Several arithmetic operations parallelized in C++Amp

Question

You're no the right track but doing in place manipulations of arrays on a GPU is tricky as you cannot guarantee the order in which different elements are updated.

Here's an example of something very similar. The ApplyColorSimplifierTiledHelper method contains an AMP restricted parallel_for_each that calls SimplifyIndexTiled for each index in the 2D array. SimplifyIndexTiled calculates a new value for each pixel in destFrame based on the value of the pixels surrounding the corresponding pixel in srcFrame. This solves the race condition issue present in your code.

This code comes from the Codeplex site for the C++ AMP book.

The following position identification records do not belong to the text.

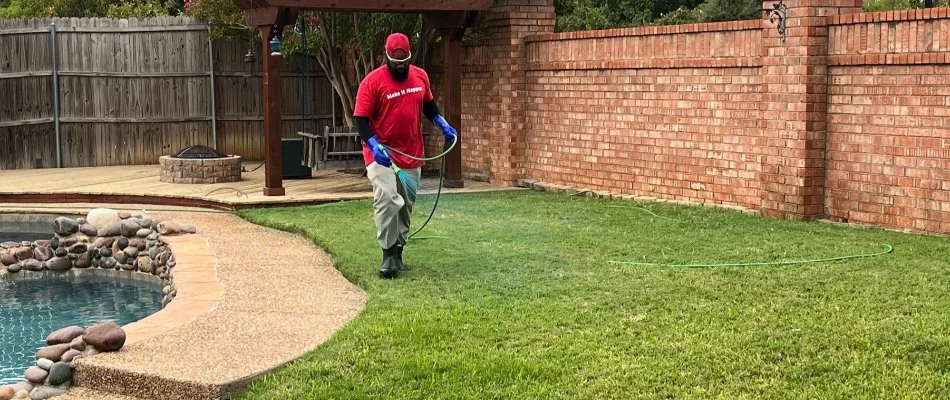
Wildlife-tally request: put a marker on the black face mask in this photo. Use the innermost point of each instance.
(398, 75)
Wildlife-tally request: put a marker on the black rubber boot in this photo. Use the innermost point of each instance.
(390, 267)
(402, 267)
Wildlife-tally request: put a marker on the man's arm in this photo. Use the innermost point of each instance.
(431, 110)
(364, 128)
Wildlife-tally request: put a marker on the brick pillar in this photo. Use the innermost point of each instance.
(509, 21)
(795, 76)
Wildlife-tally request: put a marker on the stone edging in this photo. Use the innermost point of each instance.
(146, 251)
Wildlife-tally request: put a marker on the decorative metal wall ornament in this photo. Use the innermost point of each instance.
(779, 12)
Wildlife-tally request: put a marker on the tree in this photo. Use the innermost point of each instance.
(346, 45)
(730, 10)
(84, 8)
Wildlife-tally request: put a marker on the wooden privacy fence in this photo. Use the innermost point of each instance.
(95, 92)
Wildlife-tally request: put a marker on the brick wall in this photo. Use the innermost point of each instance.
(663, 111)
(889, 120)
(845, 118)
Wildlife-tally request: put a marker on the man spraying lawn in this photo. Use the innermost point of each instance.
(387, 114)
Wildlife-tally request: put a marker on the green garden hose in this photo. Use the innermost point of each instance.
(888, 249)
(438, 194)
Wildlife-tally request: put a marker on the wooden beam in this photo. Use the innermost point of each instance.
(452, 43)
(273, 168)
(261, 16)
(380, 5)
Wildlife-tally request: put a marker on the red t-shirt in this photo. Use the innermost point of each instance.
(395, 112)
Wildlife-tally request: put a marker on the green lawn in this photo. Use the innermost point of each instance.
(522, 302)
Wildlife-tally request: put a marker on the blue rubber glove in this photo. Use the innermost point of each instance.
(379, 152)
(447, 130)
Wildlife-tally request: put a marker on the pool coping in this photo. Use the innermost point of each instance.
(194, 276)
(199, 290)
(187, 349)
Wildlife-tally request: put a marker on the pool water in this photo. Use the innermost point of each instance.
(33, 305)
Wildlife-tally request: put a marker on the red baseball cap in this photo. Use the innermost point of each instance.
(397, 43)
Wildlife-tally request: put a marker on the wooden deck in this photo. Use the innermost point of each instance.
(139, 184)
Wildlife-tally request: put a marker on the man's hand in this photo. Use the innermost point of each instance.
(447, 130)
(379, 152)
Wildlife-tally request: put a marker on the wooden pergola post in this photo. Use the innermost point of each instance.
(273, 168)
(451, 39)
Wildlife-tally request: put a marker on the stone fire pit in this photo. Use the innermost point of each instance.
(200, 164)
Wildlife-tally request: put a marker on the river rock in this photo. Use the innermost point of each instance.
(7, 392)
(7, 259)
(54, 352)
(112, 229)
(65, 226)
(121, 257)
(45, 363)
(46, 392)
(88, 230)
(144, 264)
(83, 261)
(42, 253)
(24, 253)
(106, 336)
(59, 264)
(77, 343)
(129, 228)
(70, 355)
(79, 248)
(32, 265)
(36, 374)
(108, 263)
(103, 242)
(69, 240)
(60, 373)
(65, 335)
(169, 228)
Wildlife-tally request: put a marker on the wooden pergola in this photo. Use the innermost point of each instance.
(450, 17)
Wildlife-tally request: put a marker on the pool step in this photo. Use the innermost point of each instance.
(144, 386)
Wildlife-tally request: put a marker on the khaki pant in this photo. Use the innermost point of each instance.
(391, 206)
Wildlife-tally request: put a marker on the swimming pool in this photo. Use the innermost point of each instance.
(34, 304)
(26, 227)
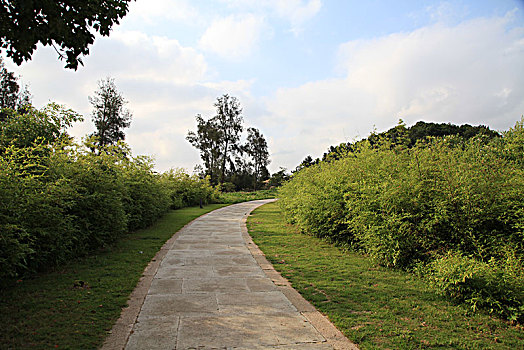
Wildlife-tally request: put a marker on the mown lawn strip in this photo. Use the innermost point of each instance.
(76, 305)
(376, 308)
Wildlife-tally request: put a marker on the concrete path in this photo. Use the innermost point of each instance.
(214, 289)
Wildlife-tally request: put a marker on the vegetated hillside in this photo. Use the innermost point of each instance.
(448, 207)
(408, 136)
(59, 199)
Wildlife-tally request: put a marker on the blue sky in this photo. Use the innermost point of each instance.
(309, 73)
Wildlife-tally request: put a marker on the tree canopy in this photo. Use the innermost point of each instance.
(109, 114)
(11, 95)
(67, 25)
(219, 141)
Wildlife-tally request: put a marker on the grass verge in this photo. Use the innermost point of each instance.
(376, 308)
(76, 305)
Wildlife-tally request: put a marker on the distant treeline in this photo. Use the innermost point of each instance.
(408, 136)
(441, 200)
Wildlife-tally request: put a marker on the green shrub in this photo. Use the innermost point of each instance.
(187, 190)
(404, 205)
(497, 287)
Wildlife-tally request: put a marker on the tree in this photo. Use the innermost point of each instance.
(207, 139)
(229, 121)
(218, 138)
(256, 148)
(10, 94)
(64, 24)
(109, 114)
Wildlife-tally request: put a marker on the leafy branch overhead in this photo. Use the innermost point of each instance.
(67, 25)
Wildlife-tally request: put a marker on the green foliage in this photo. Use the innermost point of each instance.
(74, 306)
(60, 200)
(187, 190)
(109, 114)
(66, 25)
(375, 307)
(403, 205)
(497, 287)
(218, 141)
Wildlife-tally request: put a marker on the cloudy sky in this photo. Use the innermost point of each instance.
(308, 73)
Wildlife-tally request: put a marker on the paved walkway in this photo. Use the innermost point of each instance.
(213, 289)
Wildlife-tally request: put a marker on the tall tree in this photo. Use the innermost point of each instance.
(66, 25)
(229, 120)
(256, 148)
(109, 115)
(11, 95)
(207, 140)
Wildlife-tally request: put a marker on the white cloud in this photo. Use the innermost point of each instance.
(233, 37)
(151, 57)
(296, 12)
(468, 73)
(152, 11)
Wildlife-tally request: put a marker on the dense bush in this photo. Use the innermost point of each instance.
(405, 205)
(187, 190)
(59, 200)
(496, 286)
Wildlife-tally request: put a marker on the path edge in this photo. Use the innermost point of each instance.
(321, 323)
(119, 334)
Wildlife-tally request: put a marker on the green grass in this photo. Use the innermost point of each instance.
(375, 307)
(237, 197)
(76, 305)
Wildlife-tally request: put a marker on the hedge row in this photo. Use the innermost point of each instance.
(59, 200)
(408, 206)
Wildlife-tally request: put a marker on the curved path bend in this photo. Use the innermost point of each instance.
(210, 287)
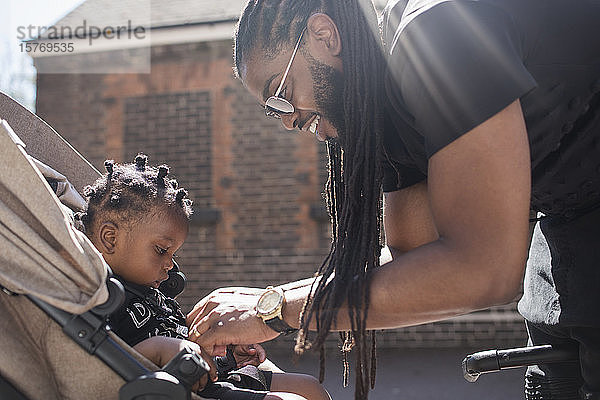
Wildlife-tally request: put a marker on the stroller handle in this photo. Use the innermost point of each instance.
(476, 364)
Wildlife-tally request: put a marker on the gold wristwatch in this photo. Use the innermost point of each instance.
(269, 307)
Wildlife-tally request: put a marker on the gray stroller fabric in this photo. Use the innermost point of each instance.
(42, 254)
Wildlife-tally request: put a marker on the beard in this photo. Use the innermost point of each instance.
(328, 87)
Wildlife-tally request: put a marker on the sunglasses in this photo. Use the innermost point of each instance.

The Cartoonizer case study includes several examples of these sorts of image processing problems implemented in C++ AMP using; arrays, textures, tiled/untiled and multi-GPU. The C++ AMP book discusses the implementation in some detail.

void ApplyColorSimplifierTiledHelper(const array<ArgbPackedPixel, 2>& srcFrame,
    array<ArgbPackedPixel, 2>& destFrame, UINT neighborWindow)
{
    const float_3 W(ImageUtils::W);

    assert(neighborWindow <= FrameProcessorAmp::MaxNeighborWindow);

    tiled_extent<FrameProcessorAmp::TileSize, FrameProcessorAmp::TileSize>     
        computeDomain = GetTiledExtent(srcFrame.extent);
    parallel_for_each(computeDomain, [=, &srcFrame, &destFrame]
        (tiled_index<FrameProcessorAmp::TileSize, FrameProcessorAmp::TileSize> idx) 
        restrict(amp)
    {
        SimplifyIndexTiled(srcFrame, destFrame, idx, neighborWindow, W);
    });
}

void SimplifyIndex(const array<ArgbPackedPixel, 2>& srcFrame, array<ArgbPackedPixel,
                   2>& destFrame, index<2> idx, 
                   UINT neighborWindow, const float_3& W) restrict(amp)
{
    const int shift = neighborWindow / 2;
    float sum = 0;
    float_3 partialSum;
    const float standardDeviation = 0.025f;
    const float k = -0.5f / (standardDeviation * standardDeviation);

    const int idxY = idx[0] + shift;         // Corrected index for border offset.
    const int idxX = idx[1] + shift;
    const int y_start = idxY - shift;
    const int y_end = idxY + shift;
    const int x_start = idxX - shift;
    const int x_end = idxX + shift;

    RgbPixel orgClr = UnpackPixel(srcFrame(idxY, idxX));

    for (int y = y_start; y <= y_end; ++y)
        for (int x = x_start; x <= x_end; ++x)
        {
            if (x != idxX || y != idxY) // don't apply filter to the requested index, only to the neighbors
            {
                RgbPixel clr = UnpackPixel(srcFrame(y, x));
                float distance = ImageUtils::GetDistance(orgClr, clr, W);
                float value = concurrency::fast_math::pow(float(M_E), k * distance * distance);
                sum += value;
                partialSum.r += clr.r * value;
                partialSum.g += clr.g * value;
                partialSum.b += clr.b * value;
            }
        }

    RgbPixel newClr;
    newClr.r = static_cast<UINT>(clamp(partialSum.r / sum, 0.0f, 255.0f));
    newClr.g = static_cast<UINT>(clamp(partialSum.g / sum, 0.0f, 255.0f));
    newClr.b = static_cast<UINT>(clamp(partialSum.b / sum, 0.0f, 255.0f));
    destFrame(idxY, idxX) = PackPixel(newClr);
}

The code uses ArgbPackedPixel, which is simply a mechanism for packing 8-bit RGB values into an unsigned long as C++ AMP does not support char. If your problem is small enough to fit into a texture then you may want to look at using this instead of an array as the pack/unpack is implemented in hardware on the GPU so is effectively "free", here you have to pay for it with additional compute. There is also an example of this implementation on CodePlex.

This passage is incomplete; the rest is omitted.